Buckminster Fuller was one of the 20th century’s greatest innovators and an influence in my life.
As a child, he argued with teachers at school because they “didn’t make much sense.” Many of these confrontations grew because he would return to class with another perspective, particularly in areas such as science and geometry. Early on, the man became a drunk and a misfit. He didn’t feel much of a connection with society. Relatively bright, “Buckie,” as friends later called him, was kicked out of Harvard twice, first for affiliating himself with a vaudeville troupe of ill repute and then for his apparent disinterest in classes altogether.
In 1927, Fuller’s life changed. His beloved four-year-old daughter died from polio and spinal meningitis. Always into design and invention, he joined his father in opening a company called Stockade, which design lightweight and weatherproof housing. Overwhelmed, he drank constantly and often wandered the streets of Chicago at night considering suicide. But one day, his close friends and wife encountered a changed man. He was enthused, humble, focused, and began a new life that would flood the world around him with innovation.

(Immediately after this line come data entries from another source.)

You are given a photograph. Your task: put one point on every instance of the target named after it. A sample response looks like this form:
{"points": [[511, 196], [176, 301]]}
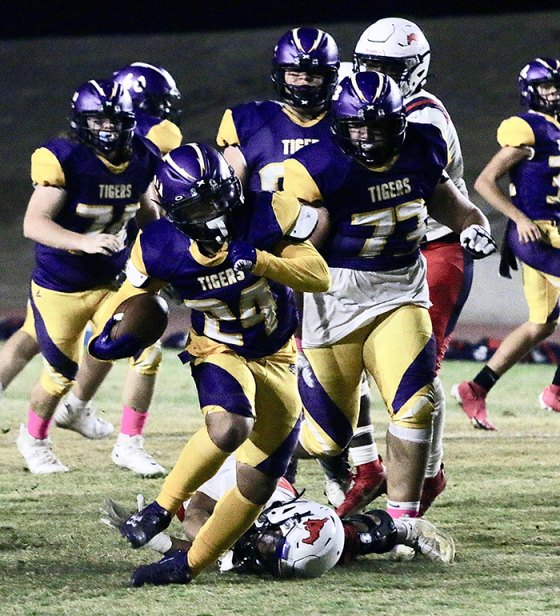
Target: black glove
{"points": [[105, 348], [243, 256], [477, 241]]}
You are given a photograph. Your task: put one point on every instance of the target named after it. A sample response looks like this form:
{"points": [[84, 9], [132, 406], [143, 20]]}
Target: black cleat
{"points": [[172, 569], [143, 525]]}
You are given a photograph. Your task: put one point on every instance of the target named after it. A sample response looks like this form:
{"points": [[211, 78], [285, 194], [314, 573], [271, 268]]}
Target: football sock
{"points": [[435, 455], [133, 421], [486, 378], [399, 509], [37, 426], [233, 515], [75, 403], [199, 460], [364, 453]]}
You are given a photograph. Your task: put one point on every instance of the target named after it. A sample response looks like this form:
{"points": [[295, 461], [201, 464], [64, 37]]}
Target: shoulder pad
{"points": [[134, 276], [305, 224]]}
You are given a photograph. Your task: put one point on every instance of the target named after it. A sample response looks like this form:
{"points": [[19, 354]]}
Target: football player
{"points": [[259, 136], [378, 179], [529, 154], [155, 98], [89, 189], [234, 263], [399, 48], [292, 537]]}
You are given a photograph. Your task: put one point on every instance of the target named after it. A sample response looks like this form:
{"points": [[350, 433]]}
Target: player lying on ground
{"points": [[293, 537]]}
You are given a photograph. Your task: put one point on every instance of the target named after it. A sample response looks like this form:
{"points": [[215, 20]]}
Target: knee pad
{"points": [[316, 441], [149, 361], [415, 416], [373, 532], [55, 383]]}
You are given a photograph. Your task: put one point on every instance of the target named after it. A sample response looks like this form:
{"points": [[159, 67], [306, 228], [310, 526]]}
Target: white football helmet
{"points": [[309, 538], [299, 538], [397, 47]]}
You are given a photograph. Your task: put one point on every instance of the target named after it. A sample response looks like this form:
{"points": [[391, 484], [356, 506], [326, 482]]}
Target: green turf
{"points": [[501, 505]]}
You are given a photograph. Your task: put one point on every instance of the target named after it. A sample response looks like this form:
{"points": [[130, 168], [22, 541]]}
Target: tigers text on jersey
{"points": [[252, 315], [100, 198], [267, 133], [535, 181], [377, 217]]}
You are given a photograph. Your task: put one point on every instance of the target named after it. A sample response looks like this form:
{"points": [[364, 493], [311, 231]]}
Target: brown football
{"points": [[144, 316]]}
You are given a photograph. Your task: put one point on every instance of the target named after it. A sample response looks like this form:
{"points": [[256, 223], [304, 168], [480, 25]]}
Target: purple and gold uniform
{"points": [[268, 133], [67, 288], [375, 314], [535, 190], [241, 345]]}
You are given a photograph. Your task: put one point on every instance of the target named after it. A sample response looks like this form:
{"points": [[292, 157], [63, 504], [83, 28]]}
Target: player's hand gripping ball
{"points": [[143, 316], [137, 323]]}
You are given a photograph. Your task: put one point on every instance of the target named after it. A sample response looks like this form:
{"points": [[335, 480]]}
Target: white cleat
{"points": [[335, 490], [84, 421], [428, 540], [38, 455], [402, 552], [129, 453]]}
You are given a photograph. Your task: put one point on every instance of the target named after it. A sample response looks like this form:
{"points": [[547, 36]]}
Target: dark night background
{"points": [[31, 18], [219, 54]]}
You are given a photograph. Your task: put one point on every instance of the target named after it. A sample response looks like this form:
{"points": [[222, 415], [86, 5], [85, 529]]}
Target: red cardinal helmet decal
{"points": [[313, 527]]}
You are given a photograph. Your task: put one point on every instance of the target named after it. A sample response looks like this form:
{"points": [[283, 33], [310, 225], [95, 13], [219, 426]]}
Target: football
{"points": [[144, 316]]}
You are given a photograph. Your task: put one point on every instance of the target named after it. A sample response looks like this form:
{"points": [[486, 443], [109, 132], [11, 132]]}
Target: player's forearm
{"points": [[300, 267], [45, 231]]}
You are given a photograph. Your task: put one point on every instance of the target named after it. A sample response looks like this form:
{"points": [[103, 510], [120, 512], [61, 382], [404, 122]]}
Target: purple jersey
{"points": [[378, 217], [99, 199], [144, 123], [536, 181], [252, 315], [268, 134]]}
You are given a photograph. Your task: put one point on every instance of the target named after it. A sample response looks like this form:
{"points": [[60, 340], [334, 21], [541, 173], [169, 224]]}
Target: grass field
{"points": [[502, 506]]}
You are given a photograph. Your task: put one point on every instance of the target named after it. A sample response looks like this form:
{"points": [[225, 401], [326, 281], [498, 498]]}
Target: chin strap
{"points": [[368, 533]]}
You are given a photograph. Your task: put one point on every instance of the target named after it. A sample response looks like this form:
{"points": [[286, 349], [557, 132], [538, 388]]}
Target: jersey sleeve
{"points": [[515, 132], [166, 135], [298, 181], [146, 268], [298, 266], [46, 169], [227, 133]]}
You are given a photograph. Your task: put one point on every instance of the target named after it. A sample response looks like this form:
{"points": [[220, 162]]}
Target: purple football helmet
{"points": [[310, 50], [198, 190], [540, 71], [370, 102], [152, 89], [100, 99]]}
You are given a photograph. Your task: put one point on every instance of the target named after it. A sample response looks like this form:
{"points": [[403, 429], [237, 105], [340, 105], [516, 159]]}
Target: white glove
{"points": [[477, 241], [114, 515], [304, 369]]}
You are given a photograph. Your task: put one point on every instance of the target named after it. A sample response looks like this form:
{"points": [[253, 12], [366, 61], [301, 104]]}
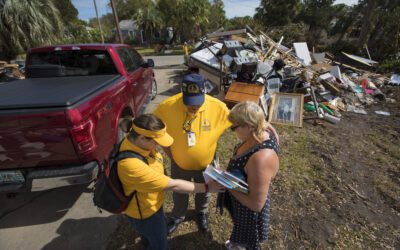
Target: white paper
{"points": [[303, 53]]}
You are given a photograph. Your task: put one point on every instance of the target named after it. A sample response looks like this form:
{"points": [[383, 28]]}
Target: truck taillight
{"points": [[83, 137]]}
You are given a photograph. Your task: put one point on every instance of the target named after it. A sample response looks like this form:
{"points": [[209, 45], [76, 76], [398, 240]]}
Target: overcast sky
{"points": [[232, 7]]}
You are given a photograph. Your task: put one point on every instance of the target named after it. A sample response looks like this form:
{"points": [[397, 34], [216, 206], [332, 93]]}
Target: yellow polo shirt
{"points": [[208, 125], [148, 180]]}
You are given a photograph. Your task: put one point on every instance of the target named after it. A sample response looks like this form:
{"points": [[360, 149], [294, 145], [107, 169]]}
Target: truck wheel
{"points": [[153, 89]]}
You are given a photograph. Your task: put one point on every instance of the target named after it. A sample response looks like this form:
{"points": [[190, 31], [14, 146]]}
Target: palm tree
{"points": [[149, 19], [27, 23]]}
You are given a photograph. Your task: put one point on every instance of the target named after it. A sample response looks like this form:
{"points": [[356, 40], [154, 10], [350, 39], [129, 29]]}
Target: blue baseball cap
{"points": [[193, 90]]}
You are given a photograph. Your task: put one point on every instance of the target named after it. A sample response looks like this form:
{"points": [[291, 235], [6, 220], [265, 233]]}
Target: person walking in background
{"points": [[195, 121], [145, 211], [256, 161]]}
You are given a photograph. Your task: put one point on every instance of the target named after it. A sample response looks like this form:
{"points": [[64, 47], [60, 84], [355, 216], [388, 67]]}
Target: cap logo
{"points": [[193, 89]]}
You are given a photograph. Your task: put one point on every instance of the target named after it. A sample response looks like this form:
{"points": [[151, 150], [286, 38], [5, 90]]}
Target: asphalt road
{"points": [[65, 218]]}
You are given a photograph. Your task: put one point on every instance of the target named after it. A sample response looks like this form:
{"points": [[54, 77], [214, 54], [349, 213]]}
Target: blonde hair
{"points": [[249, 113]]}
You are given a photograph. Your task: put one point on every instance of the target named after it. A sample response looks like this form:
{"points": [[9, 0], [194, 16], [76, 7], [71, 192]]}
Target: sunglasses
{"points": [[148, 138], [234, 127]]}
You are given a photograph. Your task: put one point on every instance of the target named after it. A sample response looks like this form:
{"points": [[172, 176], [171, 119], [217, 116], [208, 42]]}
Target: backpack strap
{"points": [[132, 154]]}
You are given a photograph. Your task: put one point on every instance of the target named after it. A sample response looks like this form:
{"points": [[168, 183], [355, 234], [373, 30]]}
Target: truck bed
{"points": [[51, 92]]}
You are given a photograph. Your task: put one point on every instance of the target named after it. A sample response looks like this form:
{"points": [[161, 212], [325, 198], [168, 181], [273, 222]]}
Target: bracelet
{"points": [[206, 187]]}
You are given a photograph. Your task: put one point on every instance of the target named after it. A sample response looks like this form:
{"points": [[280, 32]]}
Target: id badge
{"points": [[191, 139]]}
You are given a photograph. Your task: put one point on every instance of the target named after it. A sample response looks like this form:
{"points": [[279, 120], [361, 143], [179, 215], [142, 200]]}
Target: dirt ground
{"points": [[338, 188]]}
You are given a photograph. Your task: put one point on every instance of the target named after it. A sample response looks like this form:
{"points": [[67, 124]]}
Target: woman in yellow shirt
{"points": [[145, 211]]}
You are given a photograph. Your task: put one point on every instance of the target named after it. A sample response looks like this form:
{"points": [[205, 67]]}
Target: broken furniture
{"points": [[240, 91]]}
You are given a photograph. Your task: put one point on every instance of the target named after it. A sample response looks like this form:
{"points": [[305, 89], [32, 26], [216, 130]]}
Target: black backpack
{"points": [[108, 191]]}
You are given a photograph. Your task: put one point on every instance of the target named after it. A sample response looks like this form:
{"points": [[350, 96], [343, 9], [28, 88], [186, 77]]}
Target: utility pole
{"points": [[98, 20], [116, 21]]}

Years later, Buckie shared that an “entity” had visited him that night and told him he was wasting his life; he did not belong to himself. “You think the truth,” it said, “you do not belong to yourself; you belong to the universe around you.” Fortunately, he waited to tell that experience until there was evidence he was on the right track. Burning bush, an angel, alcoholic delusion, whatever it was, the world benefited from his life of innovation that included designing the first hydrogen fuel cell, designing much of what later became recycling. His geodesic dome became a model of efficient building design. About 80 years ago, he told political and business leaders that if we continued pumping pollutants into our atmosphere, the world would become too poisoned to sustain any form of abundance.
Mr. Fuller’s strangely poetic life ended in 1983 at the age of 87. His wife and soulmate Anne died within 36 hours of each other and are buried in Cambridge, Massachusetts.
Buckie gave us a gift! He showed the world that action is far more important than thinking. How many of us sit on the sidelines of our own lives because we are afraid of action?
As we emerge from this strikingly difficult year, we can no longer afford to think that work will go back to normal. What is that? Nor can we repeat the mistakes of the past.
The last big wave of task work took place around 2006. Remember that? Money was everywhere. The middle class could finance their way into the upper class. Paperwork needed to be filled out. Quotas were still the rage. Two years later, all that activity came to a screeching halt. Many employers shifted gears from letting talent know they were valued to making sure people felt expendable. So many of us hunkered down waiting to get back to normal.
As we witness the biggest restructuring of work in 300 years, there is an opportunity to reset our lives around work that is meaningful and far more profitable. Right now, millions of task-based jobs are being turned over to technology. That doesn’t spell the end of work. Many of today’s task workers will find themselves becoming problem solvers.
We close with an example. In the early 80s, Buckminster Fuller received a letter from a 12-year-old boy named Michael. He asked if Buckie was a thinker or a doer:
Thank you very much for your recent letter concerning “thinkers and doers.” The things to do are the things that need doing: that you see need to be done and that no one else seems to see need to be done. Then you will conceive your own way of doing that which needs to be done that no one else has told you to do or how to do it. This will bring out the real you that often gets buried inside a character that has acquired a superficial array of behaviors induced or imposed by others on the individual.
Try making experiments of anything you conceive and are intensely interested in. Don’t be disappointed if something doesn’t work. That is what you want to know – the truth about everything – and then the truth about combinations of things. Some combinations have such logic and integrity that they can work coherently despite non-working elements embraced by their system.
Whenever you come to a word with which you are not familiar, find it in the dictionary and write a sentence which uses that new word. Words are tools – and once you have learned how to use a tool, you will never forget it. Just looking for the meaning of the word is not enough. If your vocabulary is comprehensive, you can comprehend both fine and large patterns of experience.
You have what is most important in life – initiative. Because of it, you wrote to me. I am answering to the best of my capability. You will find the world responding to your earnest initiative.